Remember when your parents told you, things were a lot less expensive back then? Well they were, and they were not. Some things in life have gotten more expensive, such as a car, and a house. That has more to do with the rise in the ability of financing the cost (credit) and hence leverage, which is what drives up prices. Material and labor costs also play a role. When all costs are tied to down payment and collateral brought to the table, the prices remain very low. As we turned our hedging away from gold to interest rates, which began in the 30's, and finished up in the 70's, we saw a dramatic rise in prices for homes, cars, education, and health care. We went from tying our money to a real asset like gold, to a real debt like interest rates, which were controlled not by environmental and geological factors, but rather by human money mechanics. From 1900-1965, the average cost of a home went from 2000 dollars in many areas to about 6000. From 1970 to 2005, that number went from 7000 to almost 275000! If you were in California, that number went from 11000 to 480000! That translates to a national increase of almost 4000%, in 35 years, as opposed to a 300% increase in the 65 years prior. There are other factors that can offset like the rise in personal income, and the availability of a new source of capital and: credit. In 1980, consumer credit was just over 17 billion, and by 1999; the number was over 1.3 trillion dollars. This now became a new source of down payment for everything, and offset a flattening of income in many sectors. Then there is the true question, is it that things are more expensive or do we have more expenses? Cell phones, multiple vehicles, day care, computer, video games, cable, boats, golf, and other items that either did not exist when your parents were growing up or where once only available to the wealthiest. These luxuries are now considered necessities and are now available to the middle class. Most people I know who own a boat, a car, a snowmobile, and a four wheeler are not rich. Our perception of what rich is different as well. If you have to work to make money, you are not rich. If your assets and income exceed your debts, now that is another story . If you can retire today and live comfortably, and own a system, rather than being owned by a business, then you are that 2% people strive for.

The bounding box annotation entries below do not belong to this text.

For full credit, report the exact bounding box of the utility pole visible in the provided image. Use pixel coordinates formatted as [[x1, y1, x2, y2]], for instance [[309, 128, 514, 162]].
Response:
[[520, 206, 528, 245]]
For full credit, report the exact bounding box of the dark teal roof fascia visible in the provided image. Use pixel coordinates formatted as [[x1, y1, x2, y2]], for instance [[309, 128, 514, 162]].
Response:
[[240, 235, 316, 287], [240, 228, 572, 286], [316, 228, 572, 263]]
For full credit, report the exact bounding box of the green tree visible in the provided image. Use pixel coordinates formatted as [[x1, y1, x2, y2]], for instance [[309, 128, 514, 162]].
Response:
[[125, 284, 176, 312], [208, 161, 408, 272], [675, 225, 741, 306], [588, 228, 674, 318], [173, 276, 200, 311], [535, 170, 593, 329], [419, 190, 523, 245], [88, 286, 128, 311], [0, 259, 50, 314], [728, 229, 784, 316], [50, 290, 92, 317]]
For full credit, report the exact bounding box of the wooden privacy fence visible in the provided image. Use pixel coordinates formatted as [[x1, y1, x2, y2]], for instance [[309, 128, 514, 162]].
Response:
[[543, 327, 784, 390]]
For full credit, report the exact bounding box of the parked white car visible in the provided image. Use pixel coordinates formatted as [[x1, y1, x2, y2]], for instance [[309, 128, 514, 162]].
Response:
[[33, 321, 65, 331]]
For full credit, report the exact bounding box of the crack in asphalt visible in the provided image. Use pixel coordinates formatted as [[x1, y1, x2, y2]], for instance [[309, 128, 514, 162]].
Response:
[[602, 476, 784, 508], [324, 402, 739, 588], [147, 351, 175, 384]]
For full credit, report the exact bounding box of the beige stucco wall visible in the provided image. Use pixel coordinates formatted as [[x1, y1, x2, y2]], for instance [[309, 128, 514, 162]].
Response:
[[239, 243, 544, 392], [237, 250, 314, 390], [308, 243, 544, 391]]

Here is the final dilemma; we are in a debt problem. Right now 85% of the nation's high income and tax payers are baby boomers (1946-1964) who are at or close to their absolute peak in earning and paying most of our income taxes. 47% of people did not pay taxes last year either through deductions or credits. 20% is the real underemployed number when you count part-timers and self employed who went out of business. As the first baby-boomer just hit 65 this year, what will happen when they all stop working and begin their spending/retirement phase in the next 20 years? We are already in a debt crisis with them working, what happens when they decide it is time to start living? This is why your job as a real estate professional, attorney, tax and financial advisor is so important. Handling the issues these people and their parents, most of whom are still around and deciding how to divide their estate will all need your help.

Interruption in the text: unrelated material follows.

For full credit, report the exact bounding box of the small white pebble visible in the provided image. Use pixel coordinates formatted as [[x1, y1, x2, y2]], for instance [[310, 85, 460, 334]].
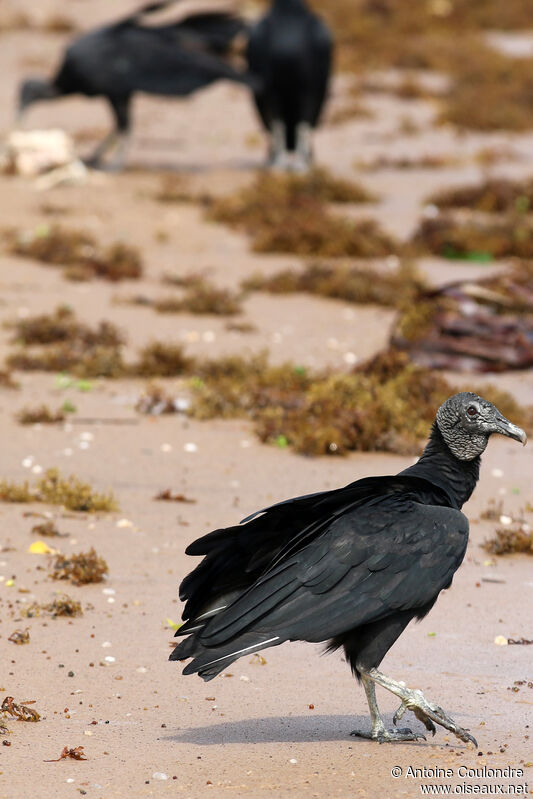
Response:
[[422, 203, 440, 219], [343, 352, 359, 366]]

Short sales, which last month surpassed foreclosures in percentage of total sales for the first time since the crash in July 07, How versed would you say you or your business contacts are in this arena? What if I told you that many economists predict 50% of all sales will be short sales within five years? In Illinois, where the average turn time to take back a home is 2.1 years, this presents both a challenge and an opportunity for those who use that slow process to get both a favorable term for the seller who is looking avoid a foreclosure on their record, and a buyer who wants a good price in a good neighborhood,, but prefers a walk in ready to move. For attorneys, especially those that do or know bankruptcy attorneys, this is time for you to shine. If you are a banker or estate attorney, tax preparer, and or financial advisor, are you doing reverse mortgages? 73% of homes owned by people 65 or older are paid off. The majority are equity rich and cash strapped. They are depending on social security (insolvent in 10 years), and or pension (70% underfunded), which means they need your help. There is currently is no estate tax (yet to be renewed as of Dec. 2009), and 91% of investment clients say they are unhappy with their advisor. Most say the reason is no communication or update on current events. As for short sales, if you are an attorney, look to network with a good real estate professional, who see the end game rather than the hourly billing you are accustomed to. I say this with the upmost respect, you are trained to think hourly, these cases can take months and are not costs effective. Having a good realtor on the other hand, who looks at the transaction from a closing commission basis makes them more effective from a patience/mindset perception.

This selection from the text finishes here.